UPDATED 10:58 EDT / JULY 13 2012

Big data

Pandemics, Droughts, World Chaos, and Big Data Nightmares

Big data, T.H.E. IT topic of 2012, would seem to only come in one size – big – but in many flavors, everything we study. In every industry from autos to science and beyond, the volume of data has reached an almost epidemic scale, at least for the people who need the flow of it to power their business, their study, their music even.

Big data

And speaking of epidemics and such, nowhere has the data set been more forcefully applied that in the fields of medicine, the public good, Earth science, energy, and other arenas dependent on statistics of the sheer safety of our world. Sure, predicting volcanoes and earthquakes may not be your everyday calculations in business, but never the less NASA, the World Health Organization, the CDC, the US Department of Energy, and the United States Geological Survey, are a few centers of research and study with their own massive need for data storage – speed – and future capacity.

The infographic below shows an almost alarmist view of things like pandemics, natural disasters, energy crisis, and even Armageddon-like potential (probability) for calamity – real science too, based on mountains of data higher than Everest itself. Imagine all the data gleaned just to come up with this simple suggestive.
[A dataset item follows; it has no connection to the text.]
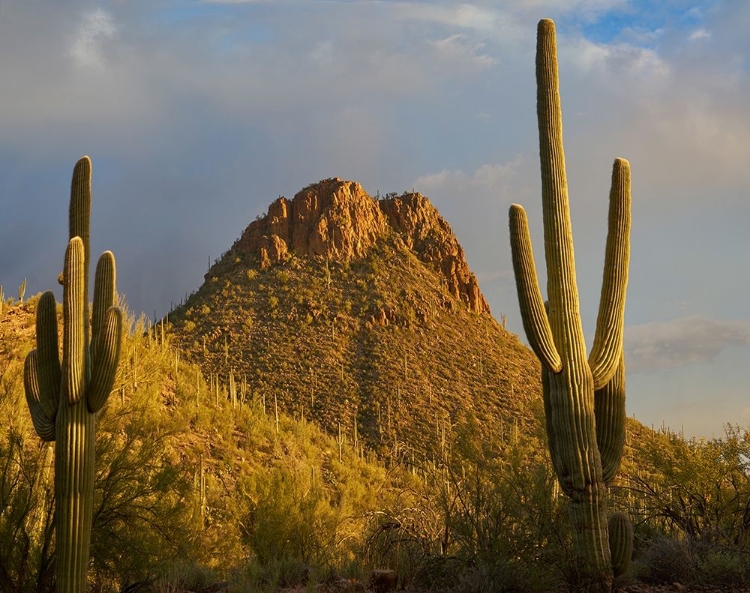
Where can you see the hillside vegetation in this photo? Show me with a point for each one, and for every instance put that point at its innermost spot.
(322, 407)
5 Public Health Nightmares Facing Humanity
Source: MPH Online

Now multiply that by several quintillions. Our own John Furrier’s recent article about the rapid growth of storage startups; “Storage Startups Growing Fast Providing Gear For Cloud” attests a bit to another kind of human emergency, what may be a losing battle (if some startups don’t solve for) for storage of data to keep pace with need.

If big data solutions are so badly needed to decipher and help solve for pandemic and other catastrophes, then a solution to cloud storage is also a vital antiserum. And if you think these mountains of data, the need to be able to contend with said growth, if you consider these trivial compared to natural catastrophe, think again. Data collapse, can such a catastrophe happen caused by the very bits and bytes we use to determine such things as causes for muscular dystrophy?

Every day we generate 2.5 quintillion bytes of data. It takes electricity to not only store, but to transmit this data. At the rate we are cramming info into every conceivable kind of server environment… Well, you get the point. Is there such a thing as a data explosion? Maybe somebody will make an infographic for data Armageddon soon?

This post has officially caused you to think.